I always find a peculiar pleasure in imagining fictional characters in a real-life setting. It somehow enhances their immortality. I wrote in an earlier post that I had pictured Harriet Vane, researching her study of Sheridan Le Fanu, during a recent visit to the Bodleian library, and I never emerge from South Ken underground without wondering which of those large white semi-detached buildings was, in 1954, the rooming-house setting for Muriel Spark’s A Far Cry from Kensington.
More specific than these, however, is the residence of Miss Elizabeth Mapp and Mrs Emmeline ‘Lucia’ Lucas, twin drivers of the six Mapp and Lucia novels, written by E. F. Benson between 1920 and 1939.

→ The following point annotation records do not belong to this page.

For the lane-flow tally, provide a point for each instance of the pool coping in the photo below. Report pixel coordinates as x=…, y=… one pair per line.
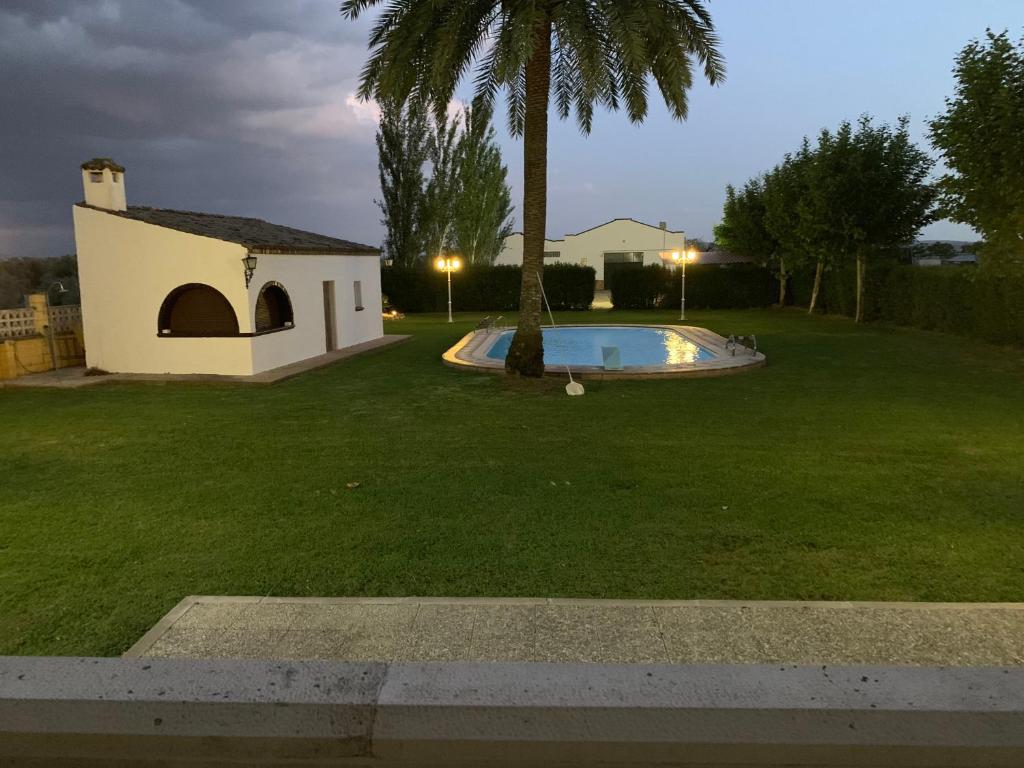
x=468, y=354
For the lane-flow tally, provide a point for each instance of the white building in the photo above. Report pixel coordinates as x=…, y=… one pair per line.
x=180, y=292
x=616, y=242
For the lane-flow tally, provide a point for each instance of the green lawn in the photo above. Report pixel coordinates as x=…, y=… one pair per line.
x=861, y=463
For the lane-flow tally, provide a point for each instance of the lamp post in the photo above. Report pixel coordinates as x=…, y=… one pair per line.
x=681, y=257
x=449, y=264
x=49, y=321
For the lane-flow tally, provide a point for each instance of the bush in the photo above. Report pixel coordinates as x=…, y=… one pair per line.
x=644, y=288
x=483, y=289
x=568, y=286
x=957, y=300
x=708, y=287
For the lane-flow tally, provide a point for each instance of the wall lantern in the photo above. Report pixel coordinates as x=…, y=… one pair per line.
x=249, y=262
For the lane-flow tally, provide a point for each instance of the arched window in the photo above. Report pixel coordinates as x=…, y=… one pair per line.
x=273, y=308
x=197, y=309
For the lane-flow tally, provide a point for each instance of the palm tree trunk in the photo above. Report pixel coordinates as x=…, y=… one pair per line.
x=817, y=286
x=781, y=282
x=859, y=316
x=526, y=352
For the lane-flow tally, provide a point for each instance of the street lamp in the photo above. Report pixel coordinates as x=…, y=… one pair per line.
x=681, y=258
x=449, y=264
x=49, y=321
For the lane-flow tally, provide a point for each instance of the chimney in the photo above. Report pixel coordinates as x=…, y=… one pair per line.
x=104, y=184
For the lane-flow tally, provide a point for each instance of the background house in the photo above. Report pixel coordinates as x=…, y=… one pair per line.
x=606, y=247
x=181, y=292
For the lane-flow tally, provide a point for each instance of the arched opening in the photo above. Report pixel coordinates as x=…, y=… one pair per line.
x=197, y=309
x=273, y=308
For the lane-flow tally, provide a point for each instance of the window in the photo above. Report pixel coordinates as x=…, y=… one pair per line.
x=197, y=309
x=273, y=308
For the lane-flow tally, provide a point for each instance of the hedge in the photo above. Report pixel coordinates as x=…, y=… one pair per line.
x=483, y=289
x=960, y=300
x=708, y=287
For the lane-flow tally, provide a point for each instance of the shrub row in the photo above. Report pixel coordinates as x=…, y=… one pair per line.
x=708, y=287
x=960, y=300
x=484, y=289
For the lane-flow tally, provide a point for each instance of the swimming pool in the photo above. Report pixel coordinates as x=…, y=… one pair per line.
x=613, y=351
x=578, y=346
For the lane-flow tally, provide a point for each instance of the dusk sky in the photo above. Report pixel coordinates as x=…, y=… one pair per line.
x=246, y=108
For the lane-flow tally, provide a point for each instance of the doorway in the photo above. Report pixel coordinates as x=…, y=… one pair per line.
x=330, y=316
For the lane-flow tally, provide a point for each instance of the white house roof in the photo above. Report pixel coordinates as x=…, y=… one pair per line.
x=256, y=235
x=610, y=221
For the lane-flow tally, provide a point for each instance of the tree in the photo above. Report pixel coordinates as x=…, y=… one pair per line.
x=981, y=139
x=581, y=52
x=483, y=201
x=867, y=194
x=743, y=229
x=784, y=194
x=439, y=195
x=401, y=151
x=22, y=275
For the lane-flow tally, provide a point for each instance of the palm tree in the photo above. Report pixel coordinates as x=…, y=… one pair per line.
x=582, y=52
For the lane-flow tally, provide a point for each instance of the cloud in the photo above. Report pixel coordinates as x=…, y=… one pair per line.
x=244, y=108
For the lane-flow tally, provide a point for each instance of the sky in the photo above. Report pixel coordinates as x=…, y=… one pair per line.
x=248, y=108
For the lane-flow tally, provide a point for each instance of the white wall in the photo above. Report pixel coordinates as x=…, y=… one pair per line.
x=303, y=279
x=127, y=267
x=588, y=248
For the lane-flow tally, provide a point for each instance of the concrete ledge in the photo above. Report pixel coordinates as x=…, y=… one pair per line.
x=73, y=378
x=64, y=712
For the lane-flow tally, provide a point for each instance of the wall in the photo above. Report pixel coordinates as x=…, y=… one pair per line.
x=126, y=268
x=25, y=338
x=167, y=713
x=588, y=248
x=302, y=278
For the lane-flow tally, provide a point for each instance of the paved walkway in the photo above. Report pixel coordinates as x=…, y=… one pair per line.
x=599, y=631
x=73, y=378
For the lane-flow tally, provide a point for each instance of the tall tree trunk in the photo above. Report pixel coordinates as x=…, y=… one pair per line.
x=781, y=282
x=817, y=286
x=859, y=316
x=526, y=352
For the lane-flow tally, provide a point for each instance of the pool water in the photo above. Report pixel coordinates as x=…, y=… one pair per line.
x=638, y=346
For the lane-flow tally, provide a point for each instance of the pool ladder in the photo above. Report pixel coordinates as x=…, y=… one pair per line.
x=492, y=324
x=749, y=342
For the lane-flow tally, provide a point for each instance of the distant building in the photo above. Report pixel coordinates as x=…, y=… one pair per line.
x=181, y=292
x=604, y=247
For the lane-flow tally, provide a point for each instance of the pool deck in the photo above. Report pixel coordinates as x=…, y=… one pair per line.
x=470, y=353
x=420, y=629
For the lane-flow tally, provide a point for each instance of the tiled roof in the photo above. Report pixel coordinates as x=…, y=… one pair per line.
x=256, y=235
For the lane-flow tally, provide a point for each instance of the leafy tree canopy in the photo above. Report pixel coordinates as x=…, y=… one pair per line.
x=981, y=138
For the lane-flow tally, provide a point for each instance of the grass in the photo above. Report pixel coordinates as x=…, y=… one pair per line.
x=862, y=463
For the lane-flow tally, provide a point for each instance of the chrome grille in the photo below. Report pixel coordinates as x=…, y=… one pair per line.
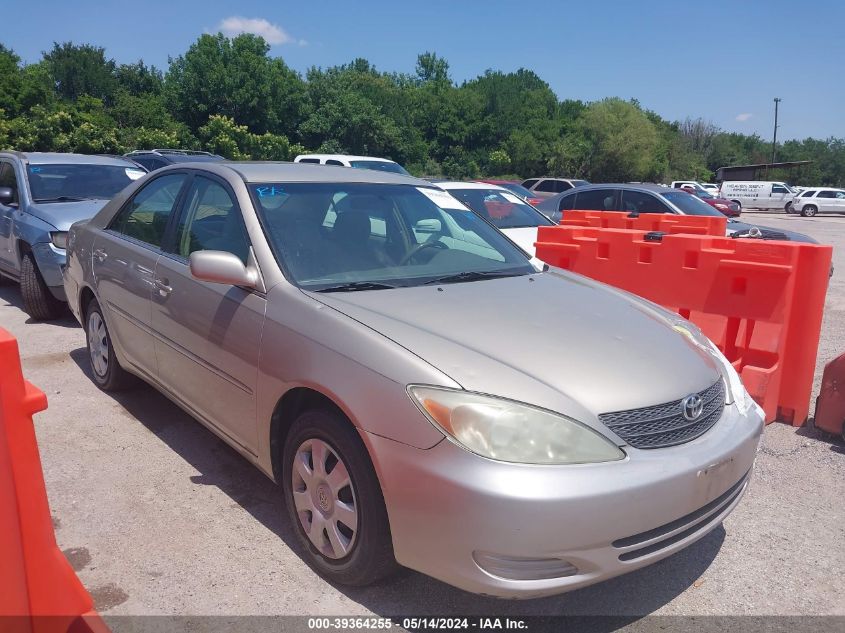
x=664, y=424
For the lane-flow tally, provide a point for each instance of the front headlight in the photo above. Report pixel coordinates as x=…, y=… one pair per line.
x=737, y=393
x=59, y=239
x=510, y=431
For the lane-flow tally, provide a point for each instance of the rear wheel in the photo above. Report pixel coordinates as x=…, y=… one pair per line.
x=108, y=374
x=334, y=500
x=38, y=301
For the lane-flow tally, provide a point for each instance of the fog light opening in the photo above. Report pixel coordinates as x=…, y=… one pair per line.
x=522, y=568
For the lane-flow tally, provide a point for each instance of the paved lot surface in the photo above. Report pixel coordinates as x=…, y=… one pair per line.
x=160, y=517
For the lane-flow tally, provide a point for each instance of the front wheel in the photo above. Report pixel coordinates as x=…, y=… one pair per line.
x=38, y=301
x=334, y=500
x=108, y=374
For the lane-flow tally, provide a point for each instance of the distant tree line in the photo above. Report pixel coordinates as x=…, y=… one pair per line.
x=229, y=96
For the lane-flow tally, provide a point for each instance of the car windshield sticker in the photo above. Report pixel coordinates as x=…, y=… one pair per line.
x=511, y=198
x=441, y=199
x=270, y=191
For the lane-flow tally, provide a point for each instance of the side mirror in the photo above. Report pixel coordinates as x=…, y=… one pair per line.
x=7, y=196
x=220, y=267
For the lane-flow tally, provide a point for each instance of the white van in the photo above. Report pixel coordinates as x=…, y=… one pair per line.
x=756, y=194
x=345, y=160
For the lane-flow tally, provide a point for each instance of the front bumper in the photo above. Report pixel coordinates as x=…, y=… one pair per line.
x=51, y=263
x=449, y=508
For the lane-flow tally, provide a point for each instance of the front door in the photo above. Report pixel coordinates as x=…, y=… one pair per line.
x=207, y=335
x=7, y=218
x=124, y=260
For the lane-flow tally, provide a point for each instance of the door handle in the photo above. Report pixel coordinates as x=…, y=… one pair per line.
x=162, y=287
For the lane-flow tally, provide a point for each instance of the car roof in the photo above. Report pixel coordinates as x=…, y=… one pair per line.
x=60, y=158
x=345, y=157
x=457, y=184
x=623, y=185
x=273, y=171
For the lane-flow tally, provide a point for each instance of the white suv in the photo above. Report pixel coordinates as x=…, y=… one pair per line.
x=819, y=200
x=345, y=160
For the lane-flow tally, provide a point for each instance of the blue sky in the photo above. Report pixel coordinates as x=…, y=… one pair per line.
x=724, y=61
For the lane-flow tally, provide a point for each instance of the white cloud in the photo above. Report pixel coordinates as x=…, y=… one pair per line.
x=272, y=33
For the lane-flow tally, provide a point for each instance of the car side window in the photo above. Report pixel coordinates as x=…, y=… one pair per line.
x=596, y=200
x=641, y=202
x=211, y=220
x=145, y=217
x=549, y=186
x=9, y=179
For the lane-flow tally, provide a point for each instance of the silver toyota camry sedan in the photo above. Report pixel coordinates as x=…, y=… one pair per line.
x=424, y=396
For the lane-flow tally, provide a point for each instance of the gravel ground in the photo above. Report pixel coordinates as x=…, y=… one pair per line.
x=160, y=517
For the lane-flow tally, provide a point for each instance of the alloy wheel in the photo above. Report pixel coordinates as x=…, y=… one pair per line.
x=98, y=344
x=324, y=498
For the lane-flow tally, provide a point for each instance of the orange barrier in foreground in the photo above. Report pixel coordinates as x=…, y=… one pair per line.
x=759, y=301
x=665, y=222
x=39, y=592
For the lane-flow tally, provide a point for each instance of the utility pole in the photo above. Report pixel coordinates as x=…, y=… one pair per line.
x=775, y=135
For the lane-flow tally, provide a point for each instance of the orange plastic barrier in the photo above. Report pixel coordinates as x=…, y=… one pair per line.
x=667, y=223
x=39, y=592
x=760, y=302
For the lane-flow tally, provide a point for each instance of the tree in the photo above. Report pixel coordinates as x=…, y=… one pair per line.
x=234, y=78
x=78, y=70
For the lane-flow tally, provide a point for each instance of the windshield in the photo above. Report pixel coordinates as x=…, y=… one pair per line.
x=689, y=204
x=519, y=190
x=326, y=235
x=56, y=182
x=502, y=208
x=379, y=165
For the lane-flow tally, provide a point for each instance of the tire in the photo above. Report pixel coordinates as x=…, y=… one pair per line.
x=322, y=441
x=106, y=369
x=38, y=301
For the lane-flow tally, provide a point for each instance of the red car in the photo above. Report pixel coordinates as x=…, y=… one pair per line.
x=517, y=188
x=727, y=207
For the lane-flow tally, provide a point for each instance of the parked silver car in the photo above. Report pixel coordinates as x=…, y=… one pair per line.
x=818, y=200
x=423, y=395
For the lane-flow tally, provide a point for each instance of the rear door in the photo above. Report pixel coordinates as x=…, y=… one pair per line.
x=207, y=335
x=124, y=259
x=779, y=196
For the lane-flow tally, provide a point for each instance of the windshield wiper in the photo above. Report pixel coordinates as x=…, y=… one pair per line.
x=353, y=286
x=61, y=199
x=471, y=275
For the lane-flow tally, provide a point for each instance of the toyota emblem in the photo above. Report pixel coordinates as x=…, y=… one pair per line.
x=692, y=406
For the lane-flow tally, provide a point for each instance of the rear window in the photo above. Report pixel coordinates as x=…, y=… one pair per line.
x=501, y=208
x=59, y=183
x=690, y=204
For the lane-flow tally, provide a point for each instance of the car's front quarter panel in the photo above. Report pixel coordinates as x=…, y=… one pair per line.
x=308, y=344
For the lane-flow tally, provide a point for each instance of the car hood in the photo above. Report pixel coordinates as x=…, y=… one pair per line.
x=771, y=233
x=63, y=214
x=553, y=339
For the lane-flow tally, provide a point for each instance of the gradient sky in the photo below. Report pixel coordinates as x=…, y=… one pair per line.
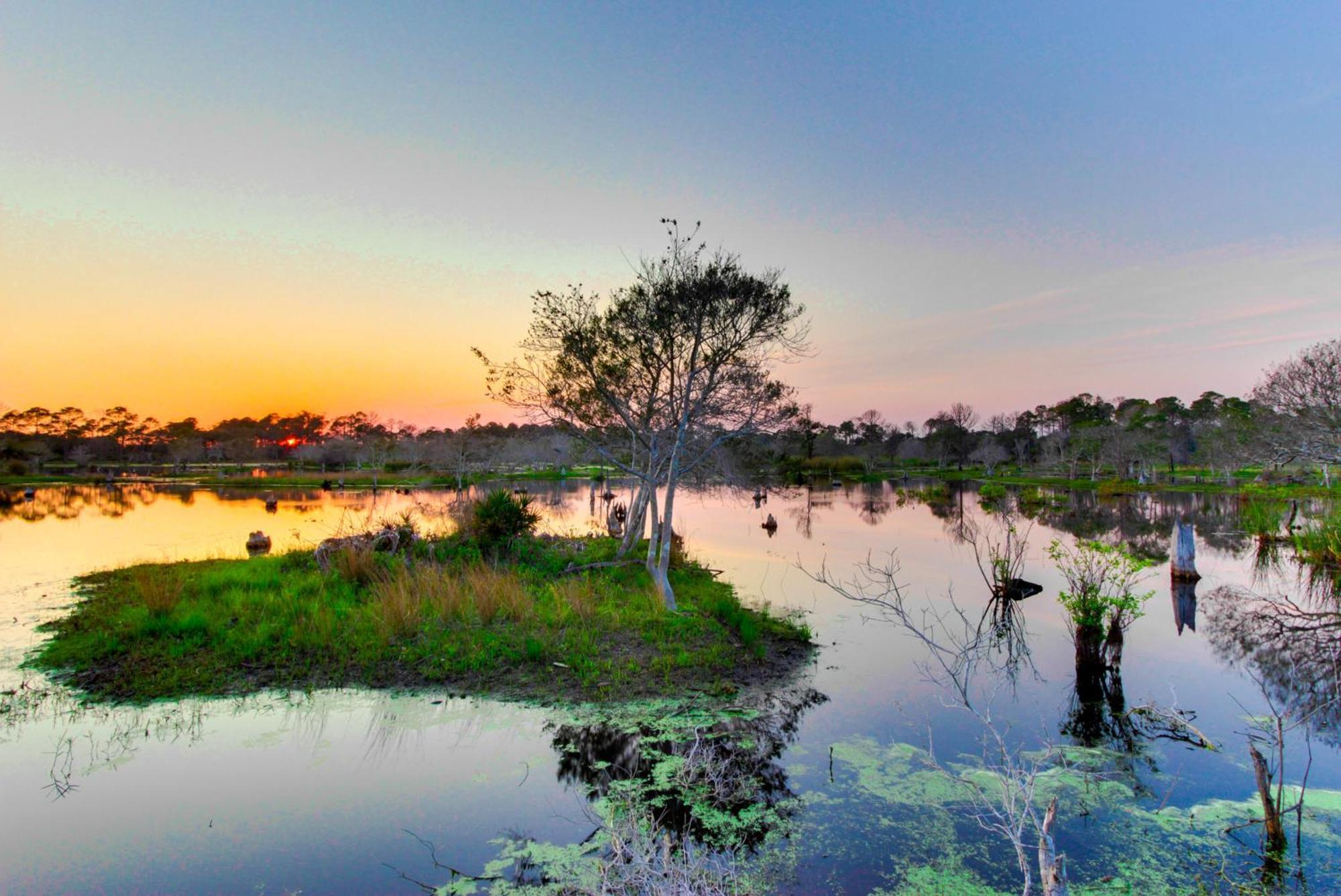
x=225, y=210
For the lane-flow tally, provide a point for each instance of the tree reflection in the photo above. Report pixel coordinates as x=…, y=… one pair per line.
x=1292, y=649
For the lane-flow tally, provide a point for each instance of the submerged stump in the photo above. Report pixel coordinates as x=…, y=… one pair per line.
x=1183, y=566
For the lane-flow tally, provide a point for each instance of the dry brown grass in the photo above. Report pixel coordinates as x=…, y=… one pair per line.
x=399, y=605
x=357, y=564
x=579, y=594
x=497, y=593
x=442, y=592
x=160, y=589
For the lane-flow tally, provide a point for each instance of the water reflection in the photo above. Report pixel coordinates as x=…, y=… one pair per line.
x=714, y=777
x=1293, y=651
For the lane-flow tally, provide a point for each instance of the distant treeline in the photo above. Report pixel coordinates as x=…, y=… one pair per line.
x=1293, y=419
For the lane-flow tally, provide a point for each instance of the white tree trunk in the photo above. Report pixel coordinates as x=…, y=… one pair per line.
x=1185, y=554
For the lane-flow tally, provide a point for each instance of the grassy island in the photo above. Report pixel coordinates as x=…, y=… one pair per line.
x=446, y=612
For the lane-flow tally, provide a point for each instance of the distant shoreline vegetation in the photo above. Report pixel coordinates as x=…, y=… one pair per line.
x=1287, y=434
x=485, y=613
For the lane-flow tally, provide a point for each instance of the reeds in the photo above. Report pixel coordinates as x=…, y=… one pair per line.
x=159, y=588
x=359, y=564
x=410, y=594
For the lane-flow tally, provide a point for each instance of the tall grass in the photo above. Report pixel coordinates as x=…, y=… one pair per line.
x=399, y=604
x=1322, y=542
x=1263, y=518
x=159, y=588
x=498, y=593
x=227, y=627
x=579, y=596
x=359, y=564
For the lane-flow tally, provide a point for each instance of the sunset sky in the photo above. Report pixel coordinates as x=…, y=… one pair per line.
x=222, y=210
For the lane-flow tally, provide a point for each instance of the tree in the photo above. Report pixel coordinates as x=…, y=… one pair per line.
x=663, y=373
x=989, y=454
x=1307, y=393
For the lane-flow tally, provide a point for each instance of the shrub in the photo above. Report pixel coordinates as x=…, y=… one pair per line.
x=501, y=518
x=160, y=589
x=1100, y=581
x=992, y=494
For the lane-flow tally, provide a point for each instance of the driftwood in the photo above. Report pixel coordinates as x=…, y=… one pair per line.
x=1052, y=869
x=1185, y=554
x=575, y=568
x=1017, y=589
x=1272, y=813
x=386, y=541
x=616, y=519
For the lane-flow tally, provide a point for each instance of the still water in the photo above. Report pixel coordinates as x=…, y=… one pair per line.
x=332, y=791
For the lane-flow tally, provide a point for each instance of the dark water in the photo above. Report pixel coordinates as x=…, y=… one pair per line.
x=317, y=791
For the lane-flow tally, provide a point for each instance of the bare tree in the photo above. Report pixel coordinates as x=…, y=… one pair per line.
x=1307, y=393
x=958, y=648
x=990, y=455
x=679, y=363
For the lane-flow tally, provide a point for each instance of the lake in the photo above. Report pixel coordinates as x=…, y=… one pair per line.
x=333, y=791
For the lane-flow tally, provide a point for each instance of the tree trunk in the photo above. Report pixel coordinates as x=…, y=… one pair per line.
x=662, y=573
x=635, y=527
x=1185, y=554
x=1052, y=868
x=1272, y=814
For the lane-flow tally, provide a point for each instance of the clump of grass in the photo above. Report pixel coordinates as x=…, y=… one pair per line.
x=1263, y=518
x=579, y=594
x=498, y=593
x=1320, y=542
x=399, y=604
x=159, y=588
x=442, y=590
x=522, y=627
x=359, y=564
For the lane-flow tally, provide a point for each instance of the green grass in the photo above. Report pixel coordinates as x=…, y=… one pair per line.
x=1320, y=542
x=443, y=619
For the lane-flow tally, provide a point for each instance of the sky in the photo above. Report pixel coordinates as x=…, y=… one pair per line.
x=221, y=210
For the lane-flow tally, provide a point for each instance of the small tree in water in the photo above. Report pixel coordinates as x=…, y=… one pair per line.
x=1102, y=596
x=660, y=375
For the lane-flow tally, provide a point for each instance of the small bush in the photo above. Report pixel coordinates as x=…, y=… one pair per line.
x=501, y=518
x=160, y=589
x=992, y=494
x=1102, y=581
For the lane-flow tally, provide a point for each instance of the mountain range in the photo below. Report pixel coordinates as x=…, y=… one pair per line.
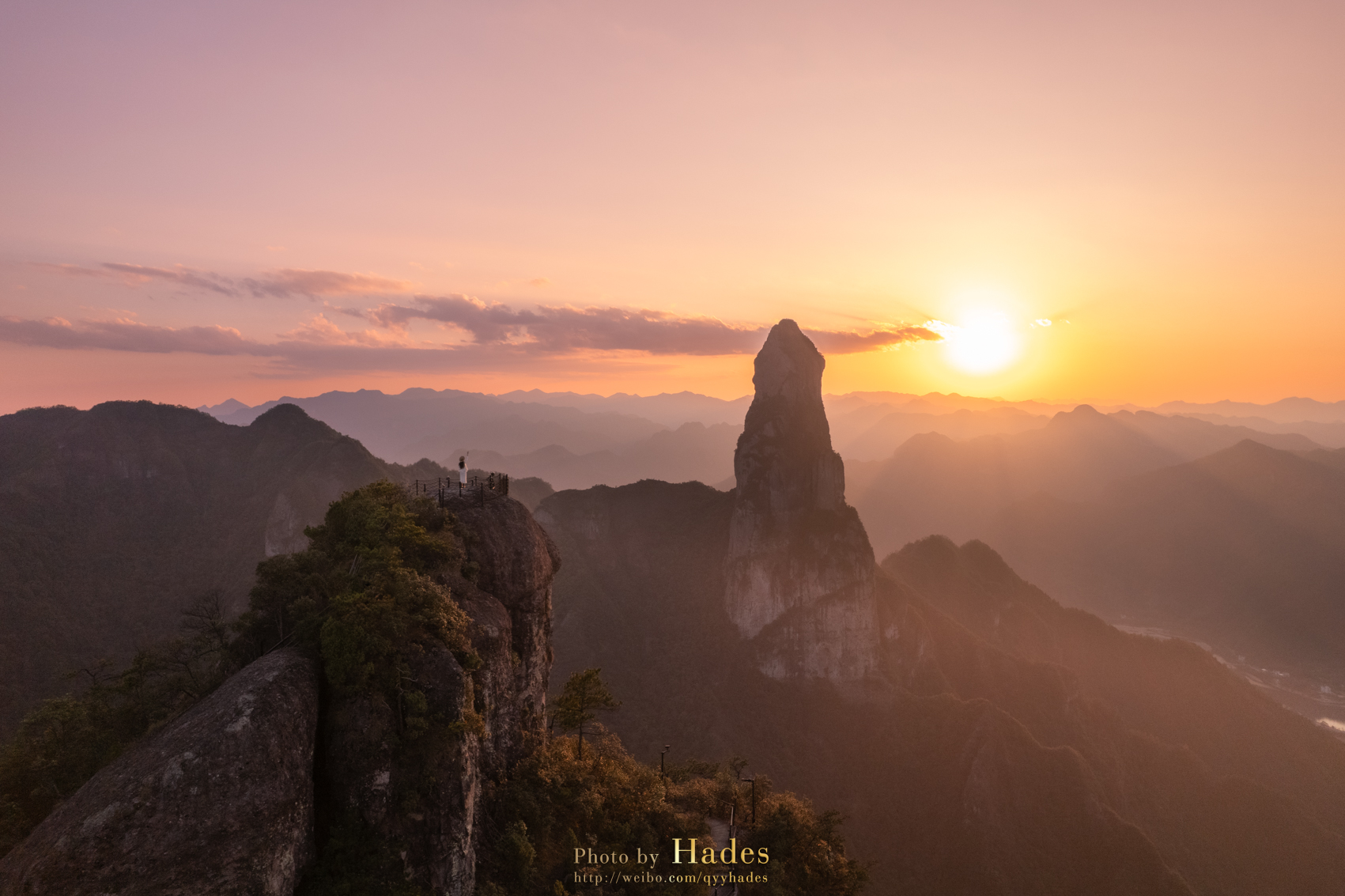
x=117, y=518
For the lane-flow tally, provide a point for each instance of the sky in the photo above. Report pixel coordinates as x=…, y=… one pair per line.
x=1116, y=202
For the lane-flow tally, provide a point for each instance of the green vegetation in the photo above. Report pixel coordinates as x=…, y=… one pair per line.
x=365, y=596
x=362, y=598
x=62, y=743
x=583, y=694
x=368, y=596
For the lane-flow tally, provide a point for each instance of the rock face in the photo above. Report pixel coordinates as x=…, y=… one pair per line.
x=427, y=796
x=218, y=802
x=799, y=571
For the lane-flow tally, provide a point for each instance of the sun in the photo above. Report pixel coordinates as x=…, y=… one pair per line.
x=984, y=342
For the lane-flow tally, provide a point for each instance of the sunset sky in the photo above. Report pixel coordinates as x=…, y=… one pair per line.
x=251, y=199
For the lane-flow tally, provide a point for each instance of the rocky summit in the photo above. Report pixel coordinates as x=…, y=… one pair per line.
x=799, y=571
x=218, y=802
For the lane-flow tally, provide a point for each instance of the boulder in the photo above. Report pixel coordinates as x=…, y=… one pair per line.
x=220, y=801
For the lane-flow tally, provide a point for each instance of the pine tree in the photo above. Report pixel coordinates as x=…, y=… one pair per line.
x=583, y=694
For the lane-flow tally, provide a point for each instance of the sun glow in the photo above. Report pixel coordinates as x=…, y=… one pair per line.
x=984, y=342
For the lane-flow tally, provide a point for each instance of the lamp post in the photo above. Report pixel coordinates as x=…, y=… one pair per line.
x=754, y=796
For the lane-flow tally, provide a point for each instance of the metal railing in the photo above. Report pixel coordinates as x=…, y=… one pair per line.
x=482, y=487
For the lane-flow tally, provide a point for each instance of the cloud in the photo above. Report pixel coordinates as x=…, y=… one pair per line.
x=501, y=338
x=560, y=330
x=293, y=282
x=130, y=274
x=130, y=335
x=284, y=283
x=841, y=342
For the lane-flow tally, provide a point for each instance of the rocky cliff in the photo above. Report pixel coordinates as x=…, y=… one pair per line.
x=428, y=800
x=281, y=766
x=112, y=520
x=799, y=569
x=220, y=802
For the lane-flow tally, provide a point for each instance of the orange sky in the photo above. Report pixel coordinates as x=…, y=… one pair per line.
x=596, y=180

During this period Benson was living at Lamb House, in the town of Rye in East Sussex, a fine early Georgian property that is now with the National Trust. Its beautiful garden was encouraged on its way by Benson’s friend, Henry James, who owned the house and wrote The Wings of the Dove and The Golden Bowl while living there. Later it belonged to Rumer Godden.
It was also the property of Miss Mapp; who rented it to the recently-widowed Lucia; who subsequently became its owner.
Rye is an absolute delight, but nothing there delighted me more than finding the home of those two women: ‘Mallards’, as it is called in the novels, the foremost residence in the town of ‘Tilling’, a representation of Rye that is one of the most gorgeous artistic constructs in comic literature.